L’attuale presidente del Consiglio Regionale Dino Latini, di cui avevo assunto le difese, ha ottenuto un proscioglimento che ha superato perfino la prescrizione, vista l’evidenza della sua innocenza, dopo un’attesa di 11 anni. Se mai esisteva una qualche responsabilità nella gestione dei fondi pubblici è stata travolta da un simile modo di procedere.

Racconto questa mia esperienza professionale per sottolineare che tra le virtù di chi svolge il ruolo dell’accusa dovrebbe stare al primo posto una prudenza selettiva delle responsabilità, nella consapevolezza che la promozione dell’azione penale mette in moto una macchina comunque devastante, a prescindere dal suo esito nei giudizi conseguenti. Ponendo grande attenzione dal ricopiare informative di polizia giudiziaria che spesso risentono di una dipendenza dall’Esecutivo e dai Ministri di riferimento di coloro che la svolgono.

Una prudenza ancorata oggi a un vincolo legale che chiama il Pubblico Ministero a svolgere la sua azione solo di fronte alla prognosi di una ragionevole previsione di condanna.

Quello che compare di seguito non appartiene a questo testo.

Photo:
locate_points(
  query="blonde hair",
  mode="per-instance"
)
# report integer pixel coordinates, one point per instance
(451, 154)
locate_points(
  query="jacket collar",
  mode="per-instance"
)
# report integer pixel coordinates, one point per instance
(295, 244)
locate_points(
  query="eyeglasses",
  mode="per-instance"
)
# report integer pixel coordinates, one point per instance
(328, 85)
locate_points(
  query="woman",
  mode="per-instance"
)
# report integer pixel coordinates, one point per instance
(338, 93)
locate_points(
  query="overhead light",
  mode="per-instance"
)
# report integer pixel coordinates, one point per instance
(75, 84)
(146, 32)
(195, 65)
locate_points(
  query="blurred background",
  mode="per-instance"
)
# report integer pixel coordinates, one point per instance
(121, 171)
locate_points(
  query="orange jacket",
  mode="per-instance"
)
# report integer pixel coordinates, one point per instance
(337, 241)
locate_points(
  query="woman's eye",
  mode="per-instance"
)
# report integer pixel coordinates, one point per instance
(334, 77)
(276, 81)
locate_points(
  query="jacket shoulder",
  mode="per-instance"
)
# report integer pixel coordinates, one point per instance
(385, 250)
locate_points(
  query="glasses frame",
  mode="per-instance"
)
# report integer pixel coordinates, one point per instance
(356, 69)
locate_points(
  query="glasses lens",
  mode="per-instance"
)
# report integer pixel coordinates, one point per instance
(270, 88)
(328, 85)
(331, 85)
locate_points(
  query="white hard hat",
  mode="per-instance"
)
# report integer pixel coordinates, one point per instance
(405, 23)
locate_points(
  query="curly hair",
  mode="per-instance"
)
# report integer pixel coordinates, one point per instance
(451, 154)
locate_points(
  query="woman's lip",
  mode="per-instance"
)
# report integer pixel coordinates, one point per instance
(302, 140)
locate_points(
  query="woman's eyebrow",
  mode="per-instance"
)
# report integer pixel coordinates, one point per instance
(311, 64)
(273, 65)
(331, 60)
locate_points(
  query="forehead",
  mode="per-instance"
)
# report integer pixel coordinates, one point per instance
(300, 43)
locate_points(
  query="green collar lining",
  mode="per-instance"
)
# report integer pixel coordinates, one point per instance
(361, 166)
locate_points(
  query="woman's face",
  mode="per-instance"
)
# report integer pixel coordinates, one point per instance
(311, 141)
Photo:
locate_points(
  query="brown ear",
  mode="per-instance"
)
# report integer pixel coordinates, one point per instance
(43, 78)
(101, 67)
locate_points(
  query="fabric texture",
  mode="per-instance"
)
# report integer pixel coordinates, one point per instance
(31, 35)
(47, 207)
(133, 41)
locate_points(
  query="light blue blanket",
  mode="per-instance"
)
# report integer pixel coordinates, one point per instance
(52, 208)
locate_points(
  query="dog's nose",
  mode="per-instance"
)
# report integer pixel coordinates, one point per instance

È già intervenuto Giovanni Fiandaca, che ha fatto rilevare la scarsa compatibilità – rispetto a un regolamento di confini accettabile tra politica e giustizia – dell’ipotesi di accusa a Ricci, oggi rivelata. Se al protagonista politico si rimprovera come scopo illecito la ricerca del consenso elettorale finisce col confondersi con una ragione coessenziale al suo stesso operare .

La legittimazione del politico in un ordinamento democratico deriva dal suo essere eletto, a differenza del giudice e del pubblico ministero che fondano la ragione del loro potere sulla loro capacità cognitiva, in grado di valutare rigorosamente i fatti e le regole giuridiche che intendono applicare nell’ambito di un’autonomia garantita dalla Costituzione.

È dunque un’operazione interpretativa complessa e rischiosa perché l’intervento del sistema penale produce sempre gravi guai: non solo mette a rischio la libertà individuale, ma può travolgere la vita personale, familiare e sociale di colui che venga investito dalla procedura. Richiede particolare attenzione, tanto più quando investa persone che, per il solo fatto dell’annuncio di un’imputazione, possano ricavarne danni non riparabili.

Anche a prescindere dalle categorie dogmatiche evocate dal Maestro siciliano occorre rilevare che un approccio quale quello che viene contestato dalla Procura di Pesaro, la chiamata in causa del sindaco

assieme a buona parte del sistema amministrativo del Comune mette fortemente a rischio di un esito fallimentare l’ipotesi di accusa.

Oltre a Bibbiano occorre dunque non dimenticare la devastante esperienza marchigiana che, vista la contiguità territoriale, ben dovrebbe essere conosciuta dagli attuali inquirenti: dipingendo una notte in cui tutte le figure sono nere si oscurano eventuali responsabilità dei singoli e si costruiscono maxiprocessi, destinati a deragliare da un corretto esercizio della giurisdizione.